Objectives: Because of the scarcity of publications on gender differences and the relationship between living donors and recipients in liver transplant procedures, we carried out this study with the objective to examine the gender distribution of donors and recipients and the relationships between donors and recipients in living related-donor liver transplants performed in a university hospital in Ankara, Turkey.
Materials and Methods: We retrospectively evaluated the data of 549 patients who underwent living related-donor and deceased-donor liver transplant procedures conducted in a university hospital between 1988 and 2017 and the 409 living donors.
Results: Males constituted 53.1% of the 409 living related liver donors and 63.6% of the living liver recipients. We found that 72.9% of the deceased-donor liver transplant recipients were also male. Of living related donors, 91.4% were blood relatives, with 74.8% being first-degree relatives. The most common donor-recipient relation was mother to son. Analyses of interspousal donations showed a significant difference between husband to wife and vice versa (7 vs 17; P < .05).
Conclusions: Most recipients and donors in living related-donor liver transplants were males with a young predominance. It is not known whether this might be related to biologic, psychologic, or socio-cultural features of patients, gender issues, or economic factors. Further research with qualitative components on the influential factors, including gender, is needed.

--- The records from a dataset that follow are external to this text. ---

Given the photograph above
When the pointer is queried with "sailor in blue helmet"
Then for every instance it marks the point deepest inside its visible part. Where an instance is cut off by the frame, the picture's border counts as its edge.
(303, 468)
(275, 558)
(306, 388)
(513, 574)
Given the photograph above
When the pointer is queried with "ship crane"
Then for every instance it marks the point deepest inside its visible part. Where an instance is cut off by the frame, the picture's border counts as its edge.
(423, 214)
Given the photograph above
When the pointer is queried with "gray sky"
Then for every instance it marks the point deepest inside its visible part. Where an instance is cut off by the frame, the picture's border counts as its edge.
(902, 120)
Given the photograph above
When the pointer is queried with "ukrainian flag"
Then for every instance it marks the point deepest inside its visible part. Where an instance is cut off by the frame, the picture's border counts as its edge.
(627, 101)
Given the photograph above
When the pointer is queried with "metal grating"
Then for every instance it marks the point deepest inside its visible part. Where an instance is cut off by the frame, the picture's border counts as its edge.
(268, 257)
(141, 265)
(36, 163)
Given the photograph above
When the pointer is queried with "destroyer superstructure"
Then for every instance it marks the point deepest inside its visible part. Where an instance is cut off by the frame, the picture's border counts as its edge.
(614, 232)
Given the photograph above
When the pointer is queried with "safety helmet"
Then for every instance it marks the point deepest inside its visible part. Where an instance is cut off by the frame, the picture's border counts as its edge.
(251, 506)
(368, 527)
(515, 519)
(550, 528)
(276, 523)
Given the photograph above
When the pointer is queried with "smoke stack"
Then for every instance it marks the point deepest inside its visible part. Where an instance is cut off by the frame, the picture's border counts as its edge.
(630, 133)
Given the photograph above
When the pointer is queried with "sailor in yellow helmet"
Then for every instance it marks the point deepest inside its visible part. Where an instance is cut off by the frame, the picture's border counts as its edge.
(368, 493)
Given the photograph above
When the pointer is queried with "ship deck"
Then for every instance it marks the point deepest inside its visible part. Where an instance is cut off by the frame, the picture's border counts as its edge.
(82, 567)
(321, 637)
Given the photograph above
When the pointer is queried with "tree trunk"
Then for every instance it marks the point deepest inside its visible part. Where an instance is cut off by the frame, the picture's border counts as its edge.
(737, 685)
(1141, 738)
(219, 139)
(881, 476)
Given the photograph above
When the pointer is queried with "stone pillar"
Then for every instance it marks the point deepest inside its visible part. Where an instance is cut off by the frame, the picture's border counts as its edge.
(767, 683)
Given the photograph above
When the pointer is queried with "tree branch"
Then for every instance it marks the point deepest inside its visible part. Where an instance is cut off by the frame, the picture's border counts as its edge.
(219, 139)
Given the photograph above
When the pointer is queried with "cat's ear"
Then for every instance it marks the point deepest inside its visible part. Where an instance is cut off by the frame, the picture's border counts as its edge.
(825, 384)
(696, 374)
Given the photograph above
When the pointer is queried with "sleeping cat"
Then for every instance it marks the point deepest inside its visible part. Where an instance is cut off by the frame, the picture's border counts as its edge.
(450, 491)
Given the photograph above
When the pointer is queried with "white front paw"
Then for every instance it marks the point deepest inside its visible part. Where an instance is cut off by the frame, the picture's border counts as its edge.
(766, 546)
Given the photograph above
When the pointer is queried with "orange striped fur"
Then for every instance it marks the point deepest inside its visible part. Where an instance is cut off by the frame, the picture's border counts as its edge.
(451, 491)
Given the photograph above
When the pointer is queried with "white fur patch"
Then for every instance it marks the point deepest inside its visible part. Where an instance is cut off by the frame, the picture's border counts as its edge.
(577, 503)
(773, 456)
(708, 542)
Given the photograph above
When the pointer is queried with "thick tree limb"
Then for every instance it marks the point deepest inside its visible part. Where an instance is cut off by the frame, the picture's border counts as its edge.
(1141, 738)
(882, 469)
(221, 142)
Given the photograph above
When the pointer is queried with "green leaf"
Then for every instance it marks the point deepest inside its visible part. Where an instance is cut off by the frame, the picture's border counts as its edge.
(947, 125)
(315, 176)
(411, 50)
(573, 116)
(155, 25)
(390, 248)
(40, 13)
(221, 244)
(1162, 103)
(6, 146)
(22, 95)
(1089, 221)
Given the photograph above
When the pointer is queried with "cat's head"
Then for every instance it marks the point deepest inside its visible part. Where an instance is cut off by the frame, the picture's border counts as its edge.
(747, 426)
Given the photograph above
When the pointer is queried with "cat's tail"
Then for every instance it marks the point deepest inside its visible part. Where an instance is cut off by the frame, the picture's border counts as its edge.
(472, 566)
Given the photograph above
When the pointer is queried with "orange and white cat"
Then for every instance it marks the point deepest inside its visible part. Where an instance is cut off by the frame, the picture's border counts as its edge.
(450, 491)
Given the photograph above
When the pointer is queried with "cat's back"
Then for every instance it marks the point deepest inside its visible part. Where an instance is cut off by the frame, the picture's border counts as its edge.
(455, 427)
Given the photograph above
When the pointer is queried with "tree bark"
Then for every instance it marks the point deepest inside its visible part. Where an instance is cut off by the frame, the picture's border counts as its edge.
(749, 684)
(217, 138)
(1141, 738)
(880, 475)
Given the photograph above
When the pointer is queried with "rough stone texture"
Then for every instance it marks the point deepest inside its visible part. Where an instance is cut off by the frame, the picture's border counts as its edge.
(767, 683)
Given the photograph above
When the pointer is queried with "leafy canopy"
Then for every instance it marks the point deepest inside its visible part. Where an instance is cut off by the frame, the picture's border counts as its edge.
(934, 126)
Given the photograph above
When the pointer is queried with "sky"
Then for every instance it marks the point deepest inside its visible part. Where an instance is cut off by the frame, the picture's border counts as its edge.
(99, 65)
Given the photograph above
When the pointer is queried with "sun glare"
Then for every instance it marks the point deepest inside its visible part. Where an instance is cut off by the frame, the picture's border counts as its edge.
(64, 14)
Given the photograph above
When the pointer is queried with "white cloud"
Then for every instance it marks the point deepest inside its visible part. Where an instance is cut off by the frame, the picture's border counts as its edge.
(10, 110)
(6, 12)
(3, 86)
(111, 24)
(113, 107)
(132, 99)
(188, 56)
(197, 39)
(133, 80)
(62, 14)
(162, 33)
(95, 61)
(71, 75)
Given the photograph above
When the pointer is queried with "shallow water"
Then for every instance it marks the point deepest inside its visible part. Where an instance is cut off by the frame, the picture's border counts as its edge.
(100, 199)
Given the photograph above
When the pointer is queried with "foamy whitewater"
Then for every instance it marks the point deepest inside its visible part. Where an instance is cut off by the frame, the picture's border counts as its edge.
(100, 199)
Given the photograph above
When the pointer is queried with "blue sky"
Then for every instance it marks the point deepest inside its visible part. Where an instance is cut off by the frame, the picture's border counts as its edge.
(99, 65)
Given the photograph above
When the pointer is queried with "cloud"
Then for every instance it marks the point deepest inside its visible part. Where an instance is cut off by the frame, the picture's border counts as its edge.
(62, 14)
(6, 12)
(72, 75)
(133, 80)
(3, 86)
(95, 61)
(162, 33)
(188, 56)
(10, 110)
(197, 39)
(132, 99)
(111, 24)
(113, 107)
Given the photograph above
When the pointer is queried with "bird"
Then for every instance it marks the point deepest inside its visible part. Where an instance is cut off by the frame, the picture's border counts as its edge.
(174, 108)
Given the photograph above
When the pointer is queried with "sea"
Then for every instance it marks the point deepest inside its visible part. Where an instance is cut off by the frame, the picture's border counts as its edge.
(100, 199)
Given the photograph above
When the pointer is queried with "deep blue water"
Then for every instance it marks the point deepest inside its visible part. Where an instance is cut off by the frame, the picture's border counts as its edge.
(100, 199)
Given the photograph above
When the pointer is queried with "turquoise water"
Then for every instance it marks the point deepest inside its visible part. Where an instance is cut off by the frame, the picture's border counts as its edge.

Key words : Donor-recipient relation, Living-related donor liver transplantation
Liver transplantation is an important intervention to reduce mortality in patients with terminal liver disease.1 However, because of insufficient postmortem donations, living organ donations have become an important option.1,2 In 1990, the first pediatric segmental related living-donor liver transplant (LDLT) in Turkey and in the Middle Eastern region was performed by Haberal and colleagues.3-5 During 27 years of LDLT history in Turkey, 8279 LDLTs (69.0% of all 11 999 liver transplants) have been performed nationwide in 99 different centers.6
Organ donation is influenced by legislation, cultural values, and religious beliefs, as well as by health considerations.7 Surveys have shown that, in LDLT, living liver donors are generally healthy family members or individuals with emotional ties to the recipient. They are also exposed to high levels of psychologic pressure to make a decision. In addition to being able to save someone’s life, they will also be exposed to some health risks.1
Although results of studies worldwide have indicated that women comprise two-thirds of all organ donations, slightly more males are living liver donors, with two-thirds of recipients also being male.1,7 Gender issues in organ donation can also be explained by the donor’s relationship to the recipient. Living donors usually donate to a loved one such as a spouse, child, sister/brother, parent, or other relative.7 When donor and recipient relationships were examined, it was found that 80.0% were relatives, 11.0% were not relatives, and 9.0% were spouses.1
Because of limited research on gender issues and the relationship between LDLT donors and recipients in Turkey, we carried out a study with the objective to examine male-female distribution and relationships between donors and recipients in LDLT performed in a university hospital in Ankara, Turkey.
Materials and Methods
In this descriptive study, we retrospectively evaluated hospital records of the living liver donors (409 cases) and all 549 liver recipients who underwent LDLT and deceased-donor liver transplant in a university hospital between 1988 and 2017. We analyzed data of all liver transplants performed until December 31, 2017. Data on the number of male and female donors and recipients, donor-recipient relationship, and age at the time of the liver transplant were taken from Nucleus Program records used for the Hospital Registration System. The study protocol was approved by the Institutional Review Board.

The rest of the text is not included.